Out of Space. Finally last week the President solved it for everyone. He named Frank Roosevelt, 50, to a two-year term as the first chairman of the Equal Employment Opportunity Commission, an agency created under Title VII of the 1964 Civil Rights Act. The board begins its official function on July 2, investigating specific complaints of job discrimination on the basis of race, religion, national origin or sex among labor unions or employers with 25 or more workers. Beyond "informal methods of conference, conciliation and persuasion," the commission cannot do much about intransigent violators except to wait for already overworked Civil Rights Division lawyers in the Justice Department to bring suits.
The commission's job was not made any easier by the fact that Johnson waited so long to make his appointment. Said Roosevelt himself: "We don't have any space, any staff, any budget for 1966, any guidelines." Beyond that, Roosevelt does not even know any of the other four commission members.*
Not Cool, but Chilled. On paper, Roosevelt's new job would seem to be a first-rate launching platform for what he really wants to do: run next year against Nelson Rockefeller for Governor of New York. "I would be less than frank," said Frank last week, "if I didn't say that I was interested in the governorship. I would be flattered if the party wanted me or drafted me." But the civil rights and minority group votes do not come automatically--not even to a Roosevelt, as Brother Jimmy discovered last month when he was soundly trounced in the Los Angeles mayoralty election. And several civil rights spokesmen were less than enthusiastic about Frank Roosevelt's appointment. Said Donald Slaiman, director of the A.F.L.-C.I.O.'s civil rights department: "We were not only cool to Roosevelt's selection, but chilled. He just doesn't have any civil rights experience." Said Clarence Mitchell, a director of the N.A.A.C.P.: "I didn't exactly think of it as a good choice."
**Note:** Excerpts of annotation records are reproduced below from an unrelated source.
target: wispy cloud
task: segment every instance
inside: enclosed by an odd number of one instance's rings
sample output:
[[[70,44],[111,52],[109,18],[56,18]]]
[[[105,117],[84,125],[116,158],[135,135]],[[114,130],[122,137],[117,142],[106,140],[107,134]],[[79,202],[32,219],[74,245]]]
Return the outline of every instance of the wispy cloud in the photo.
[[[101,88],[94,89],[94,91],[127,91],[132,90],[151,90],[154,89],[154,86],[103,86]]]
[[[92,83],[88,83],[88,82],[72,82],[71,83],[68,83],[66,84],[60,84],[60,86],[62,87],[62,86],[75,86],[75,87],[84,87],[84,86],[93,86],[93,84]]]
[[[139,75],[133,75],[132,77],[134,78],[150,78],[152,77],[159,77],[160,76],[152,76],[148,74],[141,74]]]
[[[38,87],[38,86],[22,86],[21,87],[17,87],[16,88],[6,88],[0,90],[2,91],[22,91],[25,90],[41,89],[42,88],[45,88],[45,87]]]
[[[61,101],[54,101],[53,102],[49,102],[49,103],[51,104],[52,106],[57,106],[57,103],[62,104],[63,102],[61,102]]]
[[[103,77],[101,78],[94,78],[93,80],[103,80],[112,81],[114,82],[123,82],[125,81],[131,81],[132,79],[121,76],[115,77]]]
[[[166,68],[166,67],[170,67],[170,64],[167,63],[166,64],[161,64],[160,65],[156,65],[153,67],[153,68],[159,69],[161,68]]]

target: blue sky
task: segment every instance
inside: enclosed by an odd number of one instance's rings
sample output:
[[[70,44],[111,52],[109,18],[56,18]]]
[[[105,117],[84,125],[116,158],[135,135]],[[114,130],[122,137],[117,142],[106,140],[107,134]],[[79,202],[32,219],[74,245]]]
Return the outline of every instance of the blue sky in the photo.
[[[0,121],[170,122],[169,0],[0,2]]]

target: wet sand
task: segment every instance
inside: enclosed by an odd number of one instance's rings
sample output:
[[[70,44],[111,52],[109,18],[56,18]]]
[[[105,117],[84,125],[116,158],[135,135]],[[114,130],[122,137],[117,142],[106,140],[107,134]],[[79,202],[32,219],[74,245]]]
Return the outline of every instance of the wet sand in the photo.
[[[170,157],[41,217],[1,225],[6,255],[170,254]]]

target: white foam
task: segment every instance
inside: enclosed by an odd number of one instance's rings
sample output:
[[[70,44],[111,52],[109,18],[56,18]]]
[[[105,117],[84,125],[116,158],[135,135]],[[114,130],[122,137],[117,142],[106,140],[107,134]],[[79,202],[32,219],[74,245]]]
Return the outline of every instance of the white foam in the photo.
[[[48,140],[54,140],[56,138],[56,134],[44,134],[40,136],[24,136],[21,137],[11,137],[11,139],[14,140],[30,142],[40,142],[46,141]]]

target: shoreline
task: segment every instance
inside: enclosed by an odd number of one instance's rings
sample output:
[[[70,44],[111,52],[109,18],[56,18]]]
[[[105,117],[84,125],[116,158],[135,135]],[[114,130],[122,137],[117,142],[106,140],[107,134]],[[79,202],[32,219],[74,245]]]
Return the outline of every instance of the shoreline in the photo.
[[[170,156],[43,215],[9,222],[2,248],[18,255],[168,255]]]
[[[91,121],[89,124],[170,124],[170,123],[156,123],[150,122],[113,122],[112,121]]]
* Mrs. Eileen Hernandez, a Negro, assistant chief of California's Fair Employment Practices Division; Richard A. Graham, a Wisconsin businessman who is currently heading the Peace Corps contingent in Tunisia; the Rev. Luther Holcomb, executive director of the Greater Dallas Council of Churches and chairman of the advisory committee of the Texas Civil Rights Commission; Samuel C. Jackson, a Negro lawyer from Topeka, Kans.